When you’re done checking out the Gonzales display, turn around and look across the road. The people on the other side of NM14, directly across from Mr. Gonzales, have jumped on the colored glass bandwagon too. They’ve adopted a more restrained approach to bottle arrangement and so far have only covered their fence and a few tree branches.
Golden is also home to the Henderson Store which has been in business since 1918. It’s on NM14 on the south side of town. Park there and walk to everything else. The bottle displays, the church and the store are all within the equivalent of about one city block.
Cerrillos - Déjà vu All Over Again
As you drive into the hamlet of Cerrillos you may experience déjà vu, the sense that you’ve visited this place before. Thanks to its dirt streets, one-story adobe houses and 19th century buildings on Main Street, it not only looks like a classic western movie set, it was the backdrop for the 1958 Disney television mini-series The Nine Lives of Elfego Baca.
During its heyday as a mining boom town in the late 1800s, Cerrillos had 21 saloons and four hotels. Today Cerrillos is a quiet town of a few hundred people. Park and take a stroll down the two blocks of First Street, the main drag.
You’ll undoubtedly notice Mary’s Bar at the intersection of First and Main, the heart of town. It’s been in business since 1936, although the establishment’s namesake, Mary, is a recent addition in Cerrillos terms. She’s only been running the place since 1977.
The two-story Simoni Building with its covered walkway dates from 1892. The upper floor was once a hotel. The ground floor was a saloon. Further down First is Iglesia San Jose, or St Joseph Catholic Church, which was built in 1922.
There is also a petting zoo starring a couple of goats at the Casa Grande Trading Post where you can learn about the area’s mining history and the famous turquoise. The Trading Post sells rocks, minerals, lucky horseshoes, decorated hubcaps and other trinkets. They also have a selection of colored glass bottles in case your visit to Golden inspired you to add some sparkle to you own homestead.
Cerrillos is 3.5 miles north of Madrid. NM 14 does not run through the center of town as it does with Madrid and Golden. There a Cerrillos Main Street turnoff from NM14. It’s a left if you’re northbound and a right for southbound travelers. There’s a sign. The village is only a few thousand feet away and is visible from the main road.
Plan Your Visit
Sites with More information -
Places to eat and drink in Madrid.
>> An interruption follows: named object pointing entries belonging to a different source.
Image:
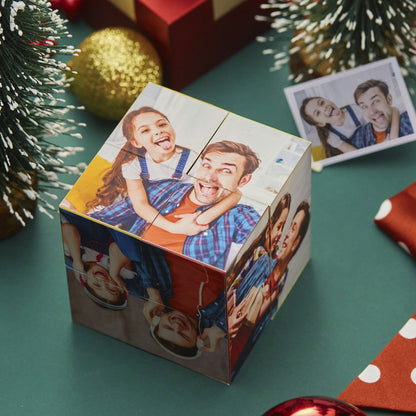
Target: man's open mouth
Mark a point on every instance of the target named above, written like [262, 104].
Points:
[207, 189]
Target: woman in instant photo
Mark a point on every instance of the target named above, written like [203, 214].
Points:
[336, 125]
[150, 154]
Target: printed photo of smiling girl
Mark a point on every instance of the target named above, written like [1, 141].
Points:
[185, 308]
[150, 155]
[354, 112]
[334, 125]
[97, 263]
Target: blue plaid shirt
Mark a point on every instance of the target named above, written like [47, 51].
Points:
[211, 246]
[364, 135]
[150, 265]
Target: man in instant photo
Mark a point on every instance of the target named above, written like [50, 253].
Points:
[375, 101]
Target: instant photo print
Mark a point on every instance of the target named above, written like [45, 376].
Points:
[187, 231]
[353, 113]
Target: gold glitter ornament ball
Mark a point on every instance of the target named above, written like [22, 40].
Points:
[112, 69]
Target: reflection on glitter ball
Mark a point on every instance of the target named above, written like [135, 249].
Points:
[112, 69]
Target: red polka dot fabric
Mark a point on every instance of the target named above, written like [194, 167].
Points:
[397, 218]
[389, 382]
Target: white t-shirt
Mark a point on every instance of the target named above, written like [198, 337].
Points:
[158, 171]
[349, 126]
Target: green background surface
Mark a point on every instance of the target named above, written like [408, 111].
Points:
[355, 294]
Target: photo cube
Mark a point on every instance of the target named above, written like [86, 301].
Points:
[187, 231]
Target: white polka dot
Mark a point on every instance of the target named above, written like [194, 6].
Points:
[371, 374]
[409, 329]
[404, 246]
[384, 210]
[413, 375]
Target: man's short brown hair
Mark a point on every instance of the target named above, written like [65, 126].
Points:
[371, 83]
[227, 146]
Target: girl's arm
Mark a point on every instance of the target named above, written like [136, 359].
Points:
[143, 209]
[395, 123]
[219, 208]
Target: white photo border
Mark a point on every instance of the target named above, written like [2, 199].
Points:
[356, 75]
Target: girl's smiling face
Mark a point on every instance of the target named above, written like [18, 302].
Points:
[323, 112]
[154, 133]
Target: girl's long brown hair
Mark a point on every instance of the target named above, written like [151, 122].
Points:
[323, 131]
[114, 183]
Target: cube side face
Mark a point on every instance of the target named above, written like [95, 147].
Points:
[270, 264]
[154, 300]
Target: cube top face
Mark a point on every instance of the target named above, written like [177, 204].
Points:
[186, 176]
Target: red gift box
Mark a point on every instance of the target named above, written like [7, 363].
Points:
[192, 36]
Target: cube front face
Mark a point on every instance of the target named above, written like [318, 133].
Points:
[183, 236]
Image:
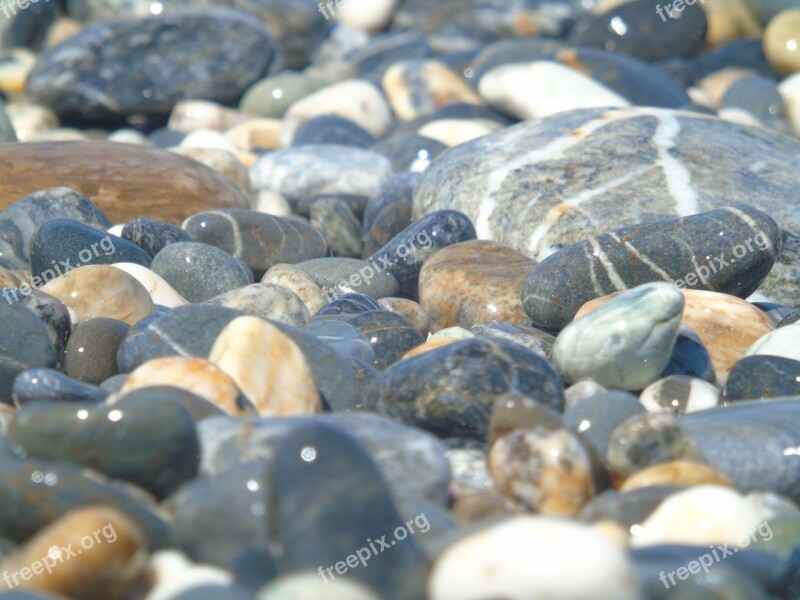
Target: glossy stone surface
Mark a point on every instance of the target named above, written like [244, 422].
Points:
[117, 178]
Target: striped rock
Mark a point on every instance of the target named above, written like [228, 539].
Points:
[544, 184]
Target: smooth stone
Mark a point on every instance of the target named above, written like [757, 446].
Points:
[675, 473]
[196, 375]
[597, 347]
[151, 442]
[637, 29]
[656, 251]
[355, 100]
[702, 515]
[91, 354]
[781, 42]
[266, 300]
[18, 324]
[451, 390]
[110, 571]
[530, 557]
[330, 129]
[680, 394]
[60, 245]
[534, 339]
[37, 386]
[162, 293]
[60, 488]
[473, 282]
[762, 376]
[416, 87]
[153, 236]
[549, 472]
[404, 255]
[298, 281]
[491, 180]
[412, 460]
[323, 457]
[267, 366]
[300, 172]
[19, 221]
[198, 271]
[260, 240]
[118, 179]
[115, 81]
[352, 276]
[719, 320]
[101, 291]
[410, 310]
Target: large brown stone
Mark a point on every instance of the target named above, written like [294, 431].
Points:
[124, 180]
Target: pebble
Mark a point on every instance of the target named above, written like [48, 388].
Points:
[473, 282]
[101, 291]
[196, 375]
[626, 343]
[118, 177]
[267, 366]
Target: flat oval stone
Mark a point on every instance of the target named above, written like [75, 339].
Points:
[118, 179]
[196, 375]
[762, 376]
[267, 301]
[267, 366]
[199, 271]
[115, 78]
[473, 282]
[151, 442]
[108, 568]
[450, 390]
[260, 240]
[661, 251]
[493, 179]
[101, 291]
[59, 488]
[626, 346]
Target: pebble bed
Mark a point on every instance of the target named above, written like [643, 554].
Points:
[400, 300]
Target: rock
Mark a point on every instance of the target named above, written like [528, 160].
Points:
[101, 291]
[17, 323]
[107, 566]
[148, 441]
[473, 282]
[596, 347]
[762, 376]
[118, 179]
[680, 394]
[267, 301]
[355, 100]
[490, 180]
[267, 366]
[198, 271]
[661, 251]
[304, 171]
[114, 79]
[489, 563]
[450, 390]
[196, 375]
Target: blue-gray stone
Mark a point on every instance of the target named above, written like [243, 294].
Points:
[199, 271]
[139, 66]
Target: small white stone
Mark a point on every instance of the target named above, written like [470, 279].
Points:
[543, 88]
[534, 557]
[358, 101]
[700, 516]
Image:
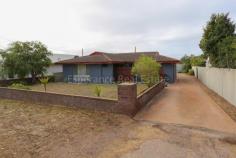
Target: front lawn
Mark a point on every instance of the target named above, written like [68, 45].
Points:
[108, 90]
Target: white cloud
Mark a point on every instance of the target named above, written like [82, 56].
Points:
[174, 27]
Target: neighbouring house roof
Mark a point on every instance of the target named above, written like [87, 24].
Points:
[110, 58]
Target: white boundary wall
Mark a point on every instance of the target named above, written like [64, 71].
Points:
[221, 81]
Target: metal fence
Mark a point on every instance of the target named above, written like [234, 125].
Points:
[222, 81]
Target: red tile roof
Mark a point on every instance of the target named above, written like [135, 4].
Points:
[109, 58]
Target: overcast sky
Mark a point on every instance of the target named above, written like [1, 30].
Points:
[172, 27]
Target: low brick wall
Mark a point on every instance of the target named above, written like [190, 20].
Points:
[148, 94]
[128, 103]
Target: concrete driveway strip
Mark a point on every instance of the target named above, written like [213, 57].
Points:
[185, 102]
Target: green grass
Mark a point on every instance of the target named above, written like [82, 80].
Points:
[107, 90]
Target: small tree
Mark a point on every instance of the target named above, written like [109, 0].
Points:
[148, 69]
[44, 82]
[217, 40]
[24, 58]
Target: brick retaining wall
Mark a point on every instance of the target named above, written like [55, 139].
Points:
[148, 94]
[59, 99]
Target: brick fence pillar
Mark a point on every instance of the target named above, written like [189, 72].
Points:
[127, 98]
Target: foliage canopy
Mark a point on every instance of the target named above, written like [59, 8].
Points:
[218, 41]
[24, 58]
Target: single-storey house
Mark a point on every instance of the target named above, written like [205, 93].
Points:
[101, 67]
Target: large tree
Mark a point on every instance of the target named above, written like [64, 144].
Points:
[148, 69]
[217, 40]
[24, 58]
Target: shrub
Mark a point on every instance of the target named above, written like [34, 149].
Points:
[98, 91]
[191, 72]
[44, 81]
[19, 86]
[148, 69]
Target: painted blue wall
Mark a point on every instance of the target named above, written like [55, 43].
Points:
[100, 73]
[170, 71]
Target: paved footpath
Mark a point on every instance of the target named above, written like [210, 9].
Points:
[185, 102]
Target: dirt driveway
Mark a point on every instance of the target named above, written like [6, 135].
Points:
[185, 102]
All are on NM14 -
Java Junction - For coffee and baked goods, also a B&B.
The Mine Shaft Tavern - In addition to a full menu and bar service, there is a coal mining museum on site.
Mama Lisas’s Ghost Town Kitchen and No Pity Cafe - I have not tried Mama Lisa's. There is no website, but there are several reviews on Trip Advisor. And the name is awesome :=)
The Hollar - I love this place. The food is a blend of southwestern favorites and down home southern style cooking. Their specialty is fried green tomatoes. The service is fast and friendly. They have a bar, lots of outdoor tables and strange - and I mean that in a good way - art.